Here’s a breakdown of the major technical tools used to hack sites worldwide:
Tool #1: Remote File Include
The relevant snippet from the chat log (emphasis ours):
lol – storm would you also like the RFI/LFI bot with google bypass i was talking about while i have this plugged in?
lol – i used to load about 8,000 RFI with usp flooder crushed most server 😀
Remember that lol is Kayla who brought a bot army to Lulsec’s toolbox. The key in the snippet above is “RFI” or remote file include. We published an extensive overview of RFI about two months ago. Lulzsec used RFI to get bots to DDoS websites, which is how they brought down the CIA public site.

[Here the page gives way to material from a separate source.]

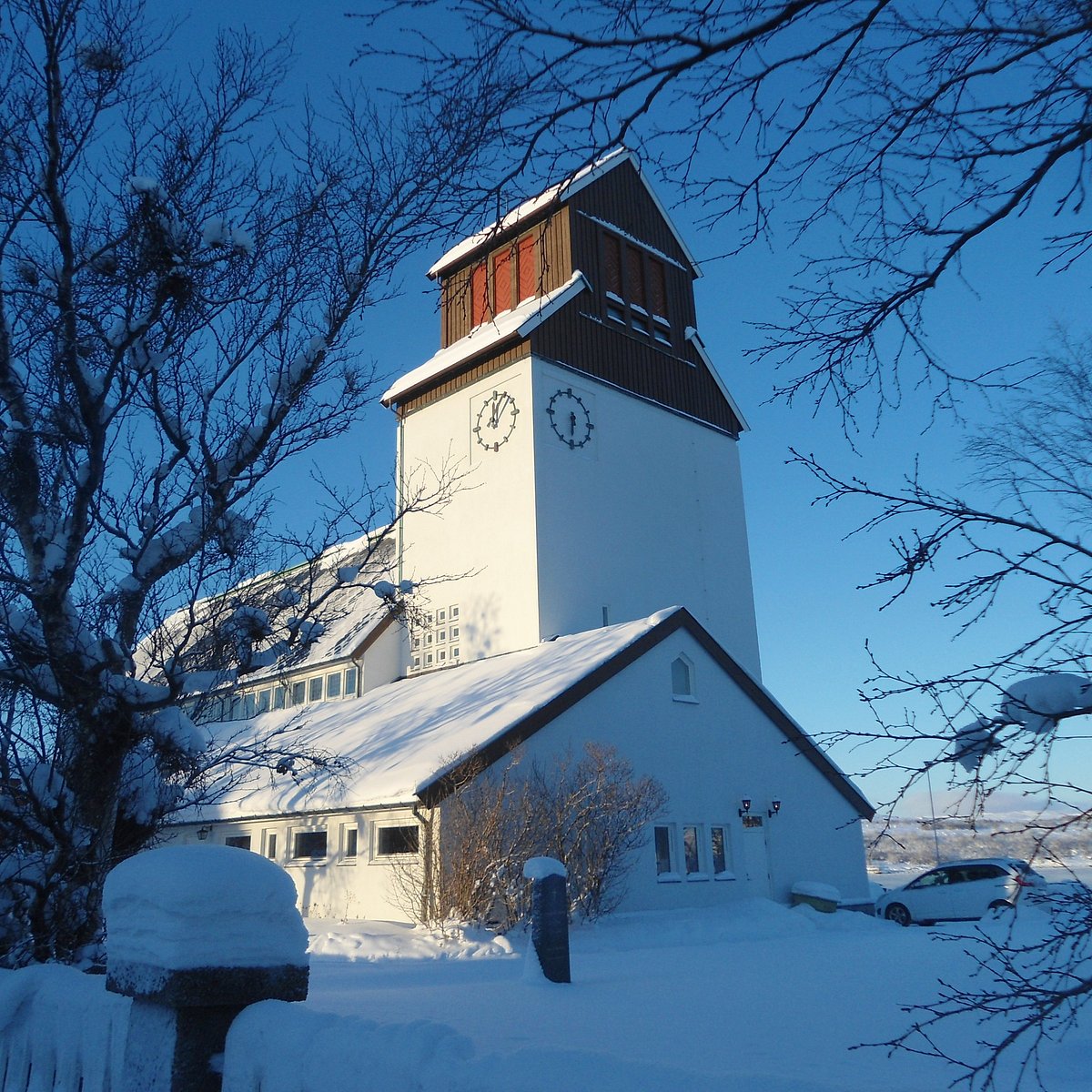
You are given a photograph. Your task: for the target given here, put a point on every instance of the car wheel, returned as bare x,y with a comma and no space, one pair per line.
898,913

In our report, we said that RFI “attacks have the potential to cause as much damage as the more popular SQL Injection and Cross-Site Scripting (XSS) attacks.” We also noted that RFI is “not widely discussed.” The key here is “not widely discussed.” In other words, Lulzsec used an often overlooked vulnerability to help ambush their targets. An RFI attack inserts some nasty code into a web application server. What does the code do? Usually, RFI is used to take over the web application and steal data. In the case of Lulzsec, they used it to conduct DDoS attacks. The second line, “8,000 RFI with usp [they meant UDP] flooder” tells you that lol had 8,000 infected servers (not PCs!) to conduct the DDoS attacks. That’s pretty sizable. How much? In our webinar on DDoS 2.0, we estimated that one infected server is equal to 3,000 bot infected PCs, so 8,000 servers would be like 2.5M PCs. CORRECTION: This should be 25M PCs.
Finally, our report gives some suggestions on countering RFI attacks.
Tool #2: SQL Injection
Jun 03 13:18:44 [redacted] you mean with the coupons?
Jun 03 13:18:57 [redacted] was it from that SQLi
Jun 03 13:21:57 sabu yeah
Volumes have been written about SQL injection. What more can we possibly write about the biggest vulnerability in the history of mankind that is the cause of millions of lost data records? We described in detail here how SQL injection may have helped with the PBS hack.
Tool #3: Cross Site Scripting
May 31 11:19:38 [redacted] XSS in billoreilly lol
Again, volumes on XSS. What more can we possibly write about the 2nd biggest vulnerability in the history of mankind that is the cause of millions of lost data records?